The church is a stunningly simple wooden building. It houses the original whalers’ library and also a number of plaques and memorials relating to Sir Ernest Shackleton and others people, and busts of station founder Captain Carl Anton Larsen and of Shackleton.
The church is the only building at Grytviken that is still serving its original purpose. It undergone several restorations in recent years. The building is owned by the Government but managed by the museum team.

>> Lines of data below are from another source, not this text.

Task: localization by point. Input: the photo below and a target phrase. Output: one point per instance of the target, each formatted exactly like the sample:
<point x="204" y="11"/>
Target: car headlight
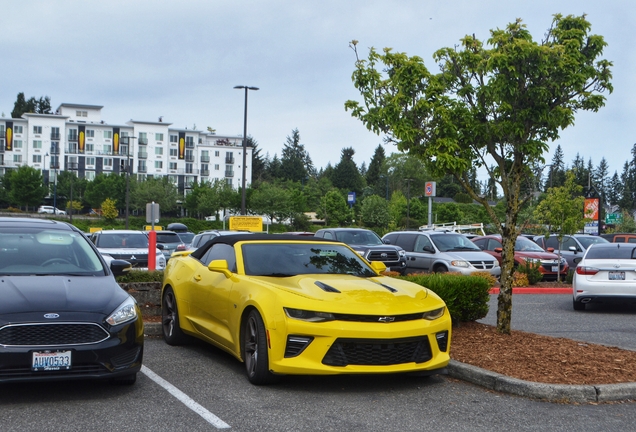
<point x="127" y="311"/>
<point x="434" y="314"/>
<point x="309" y="316"/>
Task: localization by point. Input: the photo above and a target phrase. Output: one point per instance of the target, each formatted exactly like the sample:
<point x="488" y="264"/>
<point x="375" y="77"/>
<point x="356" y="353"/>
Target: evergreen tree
<point x="346" y="176"/>
<point x="375" y="170"/>
<point x="296" y="165"/>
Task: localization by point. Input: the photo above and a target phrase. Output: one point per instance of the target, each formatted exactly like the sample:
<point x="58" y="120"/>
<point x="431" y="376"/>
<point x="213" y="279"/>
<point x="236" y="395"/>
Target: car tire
<point x="125" y="380"/>
<point x="254" y="350"/>
<point x="578" y="305"/>
<point x="172" y="333"/>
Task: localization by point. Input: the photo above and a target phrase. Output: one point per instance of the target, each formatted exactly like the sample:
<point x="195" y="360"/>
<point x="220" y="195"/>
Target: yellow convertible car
<point x="290" y="305"/>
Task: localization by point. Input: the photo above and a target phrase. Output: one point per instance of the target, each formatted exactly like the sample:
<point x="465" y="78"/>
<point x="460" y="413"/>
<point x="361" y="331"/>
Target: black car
<point x="62" y="314"/>
<point x="369" y="245"/>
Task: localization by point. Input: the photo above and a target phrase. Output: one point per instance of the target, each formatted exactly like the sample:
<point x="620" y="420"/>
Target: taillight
<point x="586" y="270"/>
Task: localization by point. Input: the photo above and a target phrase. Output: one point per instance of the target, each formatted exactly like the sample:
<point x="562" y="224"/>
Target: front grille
<point x="383" y="255"/>
<point x="378" y="318"/>
<point x="378" y="352"/>
<point x="52" y="334"/>
<point x="482" y="265"/>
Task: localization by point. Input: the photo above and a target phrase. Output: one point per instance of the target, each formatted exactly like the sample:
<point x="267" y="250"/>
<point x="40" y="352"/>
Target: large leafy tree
<point x="495" y="105"/>
<point x="26" y="186"/>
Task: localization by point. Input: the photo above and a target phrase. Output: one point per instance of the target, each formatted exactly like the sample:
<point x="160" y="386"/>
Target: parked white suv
<point x="50" y="210"/>
<point x="442" y="251"/>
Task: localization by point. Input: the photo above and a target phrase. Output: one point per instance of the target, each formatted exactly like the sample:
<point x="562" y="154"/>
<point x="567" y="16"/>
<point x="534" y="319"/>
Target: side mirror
<point x="221" y="267"/>
<point x="378" y="266"/>
<point x="120" y="267"/>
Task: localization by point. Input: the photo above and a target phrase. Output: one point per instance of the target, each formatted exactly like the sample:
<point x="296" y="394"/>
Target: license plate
<point x="51" y="360"/>
<point x="616" y="276"/>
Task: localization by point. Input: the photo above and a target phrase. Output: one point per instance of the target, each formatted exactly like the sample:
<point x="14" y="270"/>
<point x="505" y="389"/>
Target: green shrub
<point x="531" y="270"/>
<point x="141" y="276"/>
<point x="465" y="296"/>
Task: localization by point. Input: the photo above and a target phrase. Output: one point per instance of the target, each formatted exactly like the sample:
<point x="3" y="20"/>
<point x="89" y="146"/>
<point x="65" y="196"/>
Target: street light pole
<point x="408" y="203"/>
<point x="128" y="138"/>
<point x="243" y="210"/>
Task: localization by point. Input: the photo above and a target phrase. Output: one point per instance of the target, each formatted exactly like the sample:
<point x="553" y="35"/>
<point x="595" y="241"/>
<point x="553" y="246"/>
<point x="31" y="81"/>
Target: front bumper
<point x="340" y="347"/>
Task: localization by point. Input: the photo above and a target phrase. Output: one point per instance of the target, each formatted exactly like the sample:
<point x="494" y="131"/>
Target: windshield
<point x="453" y="242"/>
<point x="37" y="251"/>
<point x="290" y="259"/>
<point x="526" y="245"/>
<point x="186" y="237"/>
<point x="367" y="238"/>
<point x="587" y="241"/>
<point x="122" y="241"/>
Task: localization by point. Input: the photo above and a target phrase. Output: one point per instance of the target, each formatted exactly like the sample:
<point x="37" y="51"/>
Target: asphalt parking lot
<point x="207" y="389"/>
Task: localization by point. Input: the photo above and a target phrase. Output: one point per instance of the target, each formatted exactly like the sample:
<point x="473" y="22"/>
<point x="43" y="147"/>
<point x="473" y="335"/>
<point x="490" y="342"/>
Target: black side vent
<point x="326" y="287"/>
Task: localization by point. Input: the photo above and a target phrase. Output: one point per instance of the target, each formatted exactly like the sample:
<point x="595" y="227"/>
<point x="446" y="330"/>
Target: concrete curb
<point x="535" y="390"/>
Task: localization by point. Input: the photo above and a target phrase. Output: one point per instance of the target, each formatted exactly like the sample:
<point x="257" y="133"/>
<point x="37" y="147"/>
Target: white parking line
<point x="185" y="399"/>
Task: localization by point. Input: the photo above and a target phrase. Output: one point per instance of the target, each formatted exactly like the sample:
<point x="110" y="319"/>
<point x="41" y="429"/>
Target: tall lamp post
<point x="408" y="203"/>
<point x="243" y="211"/>
<point x="128" y="138"/>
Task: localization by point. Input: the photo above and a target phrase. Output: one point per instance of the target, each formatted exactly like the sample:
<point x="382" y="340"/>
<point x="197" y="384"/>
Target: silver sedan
<point x="606" y="273"/>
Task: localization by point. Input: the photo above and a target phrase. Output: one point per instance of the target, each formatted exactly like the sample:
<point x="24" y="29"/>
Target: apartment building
<point x="76" y="138"/>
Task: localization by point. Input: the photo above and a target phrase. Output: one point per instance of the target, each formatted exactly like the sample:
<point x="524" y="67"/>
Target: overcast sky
<point x="181" y="59"/>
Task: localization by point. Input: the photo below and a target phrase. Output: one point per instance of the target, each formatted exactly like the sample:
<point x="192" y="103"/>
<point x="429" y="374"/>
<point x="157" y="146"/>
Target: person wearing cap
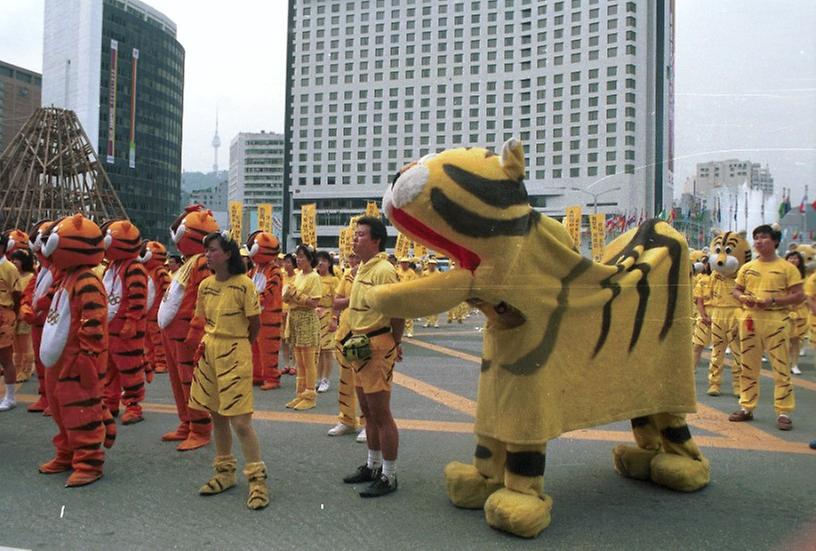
<point x="406" y="273"/>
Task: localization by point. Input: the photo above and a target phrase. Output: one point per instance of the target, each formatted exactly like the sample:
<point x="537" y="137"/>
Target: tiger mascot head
<point x="808" y="253"/>
<point x="123" y="240"/>
<point x="153" y="255"/>
<point x="74" y="241"/>
<point x="729" y="251"/>
<point x="17" y="239"/>
<point x="263" y="247"/>
<point x="190" y="229"/>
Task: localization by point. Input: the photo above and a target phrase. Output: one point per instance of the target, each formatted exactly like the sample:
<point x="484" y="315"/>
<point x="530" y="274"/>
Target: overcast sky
<point x="745" y="69"/>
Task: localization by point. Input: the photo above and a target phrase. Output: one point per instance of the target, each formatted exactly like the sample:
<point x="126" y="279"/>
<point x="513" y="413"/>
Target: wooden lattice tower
<point x="50" y="170"/>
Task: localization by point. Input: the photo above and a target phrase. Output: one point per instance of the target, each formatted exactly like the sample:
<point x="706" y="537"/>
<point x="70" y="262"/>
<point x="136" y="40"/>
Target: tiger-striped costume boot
<point x="224" y="477"/>
<point x="258" y="491"/>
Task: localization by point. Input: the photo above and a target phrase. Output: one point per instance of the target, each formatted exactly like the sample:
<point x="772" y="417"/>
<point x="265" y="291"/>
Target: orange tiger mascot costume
<point x="154" y="255"/>
<point x="34" y="307"/>
<point x="181" y="336"/>
<point x="74" y="351"/>
<point x="125" y="280"/>
<point x="263" y="250"/>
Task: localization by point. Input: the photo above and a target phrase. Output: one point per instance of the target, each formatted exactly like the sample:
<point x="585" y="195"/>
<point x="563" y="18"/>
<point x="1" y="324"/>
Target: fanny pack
<point x="358" y="347"/>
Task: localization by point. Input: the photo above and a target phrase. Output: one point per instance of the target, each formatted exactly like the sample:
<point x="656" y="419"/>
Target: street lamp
<point x="596" y="195"/>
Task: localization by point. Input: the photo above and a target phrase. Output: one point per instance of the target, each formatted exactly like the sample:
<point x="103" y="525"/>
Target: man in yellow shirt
<point x="766" y="286"/>
<point x="379" y="339"/>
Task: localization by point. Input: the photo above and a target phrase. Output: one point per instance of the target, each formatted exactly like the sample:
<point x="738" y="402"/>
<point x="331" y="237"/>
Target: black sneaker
<point x="380" y="487"/>
<point x="362" y="474"/>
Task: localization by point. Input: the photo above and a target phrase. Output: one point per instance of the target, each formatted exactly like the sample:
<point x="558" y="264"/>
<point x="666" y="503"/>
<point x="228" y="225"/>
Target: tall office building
<point x="256" y="174"/>
<point x="19" y="98"/>
<point x="118" y="65"/>
<point x="586" y="85"/>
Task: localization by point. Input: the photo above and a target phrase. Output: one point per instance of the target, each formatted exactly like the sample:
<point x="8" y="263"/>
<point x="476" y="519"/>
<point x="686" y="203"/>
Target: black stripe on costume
<point x="496" y="193"/>
<point x="526" y="463"/>
<point x="471" y="224"/>
<point x="677" y="435"/>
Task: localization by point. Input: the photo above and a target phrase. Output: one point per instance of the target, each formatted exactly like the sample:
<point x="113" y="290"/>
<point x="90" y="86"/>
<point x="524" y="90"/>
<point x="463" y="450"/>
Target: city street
<point x="761" y="494"/>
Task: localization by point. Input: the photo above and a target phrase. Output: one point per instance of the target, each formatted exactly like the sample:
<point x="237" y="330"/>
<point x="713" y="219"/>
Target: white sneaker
<point x="10" y="403"/>
<point x="340" y="429"/>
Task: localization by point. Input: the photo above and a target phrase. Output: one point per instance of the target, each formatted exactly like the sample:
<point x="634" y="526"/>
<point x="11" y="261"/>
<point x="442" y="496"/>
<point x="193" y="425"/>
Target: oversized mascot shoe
<point x="520" y="514"/>
<point x="466" y="486"/>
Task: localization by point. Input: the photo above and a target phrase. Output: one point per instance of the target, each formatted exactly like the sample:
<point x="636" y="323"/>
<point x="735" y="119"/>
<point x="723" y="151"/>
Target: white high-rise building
<point x="256" y="173"/>
<point x="374" y="84"/>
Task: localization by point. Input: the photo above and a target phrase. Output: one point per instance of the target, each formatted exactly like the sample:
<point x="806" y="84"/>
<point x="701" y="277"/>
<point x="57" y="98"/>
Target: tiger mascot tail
<point x="74" y="351"/>
<point x="34" y="305"/>
<point x="153" y="257"/>
<point x="125" y="280"/>
<point x="182" y="336"/>
<point x="569" y="343"/>
<point x="263" y="250"/>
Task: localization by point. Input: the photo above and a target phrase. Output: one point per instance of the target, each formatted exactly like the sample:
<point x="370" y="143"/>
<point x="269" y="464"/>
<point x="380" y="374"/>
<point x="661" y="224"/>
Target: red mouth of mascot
<point x="466" y="258"/>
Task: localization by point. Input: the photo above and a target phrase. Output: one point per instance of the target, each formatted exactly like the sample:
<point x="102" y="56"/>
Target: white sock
<point x="374" y="459"/>
<point x="390" y="469"/>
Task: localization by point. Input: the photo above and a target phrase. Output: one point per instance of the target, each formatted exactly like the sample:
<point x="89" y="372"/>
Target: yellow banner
<point x="236" y="214"/>
<point x="308" y="221"/>
<point x="572" y="221"/>
<point x="597" y="229"/>
<point x="265" y="217"/>
<point x="372" y="210"/>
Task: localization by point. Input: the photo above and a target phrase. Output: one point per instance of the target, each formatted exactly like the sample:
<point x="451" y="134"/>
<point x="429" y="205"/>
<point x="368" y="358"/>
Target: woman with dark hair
<point x="328" y="282"/>
<point x="227" y="308"/>
<point x="303" y="294"/>
<point x="798" y="318"/>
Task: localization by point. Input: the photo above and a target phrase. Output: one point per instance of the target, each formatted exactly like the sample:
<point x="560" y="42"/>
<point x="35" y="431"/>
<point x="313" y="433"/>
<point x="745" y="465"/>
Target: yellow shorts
<point x="222" y="380"/>
<point x="375" y="373"/>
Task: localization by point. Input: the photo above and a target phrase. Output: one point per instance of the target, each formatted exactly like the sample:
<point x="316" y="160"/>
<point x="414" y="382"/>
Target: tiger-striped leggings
<point x="765" y="331"/>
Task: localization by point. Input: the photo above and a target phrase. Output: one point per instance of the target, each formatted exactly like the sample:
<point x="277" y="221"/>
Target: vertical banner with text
<point x="236" y="214"/>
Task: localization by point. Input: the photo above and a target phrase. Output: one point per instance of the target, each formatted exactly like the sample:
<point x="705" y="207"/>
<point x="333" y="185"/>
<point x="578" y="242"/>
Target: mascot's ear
<point x="513" y="159"/>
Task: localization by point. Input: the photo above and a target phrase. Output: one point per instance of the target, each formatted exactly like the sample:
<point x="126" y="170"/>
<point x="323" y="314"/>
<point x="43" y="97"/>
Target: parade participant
<point x="227" y="309"/>
<point x="372" y="348"/>
<point x="729" y="251"/>
<point x="74" y="351"/>
<point x="433" y="320"/>
<point x="798" y="316"/>
<point x="766" y="287"/>
<point x="181" y="337"/>
<point x="328" y="326"/>
<point x="347" y="420"/>
<point x="10" y="292"/>
<point x="406" y="272"/>
<point x="263" y="250"/>
<point x="34" y="308"/>
<point x="154" y="258"/>
<point x="23" y="260"/>
<point x="302" y="295"/>
<point x="125" y="280"/>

The building was planned by Larsen and designed by architect Adalbert Kielland, Larsen’s son-in-law. It was prefabricated in Strømmen, Norway and then shipped to South Georgia. In 1913 it was erected by the station workers in their spare time. The church was consecrated on Christmas Day 1913, and the two church bells, cast in Tønsberg, were first rung at midnight on Christmas Eve.
The pastor, Kristen Loken, had arrived at Grytviken 18 months earlier as ‘priest and lecturer’. He left in 1914 and three more ministers were in residence for short periods until 1931.
Løken wrote that “religious life does not wax strong amongst the whalers and left much to be desired”.
The library in the north transept was popular but the church less so. At times it was used as a food store, cinema and concert hall. The church had to be cleared before Shackleton’s coffin could lie there in state. Shackleton’s funeral service was held in the church before the coffin was carried to the cemetery for burial.
The church is still used for services by locals and cruise ship passengers, particularly at Christmas.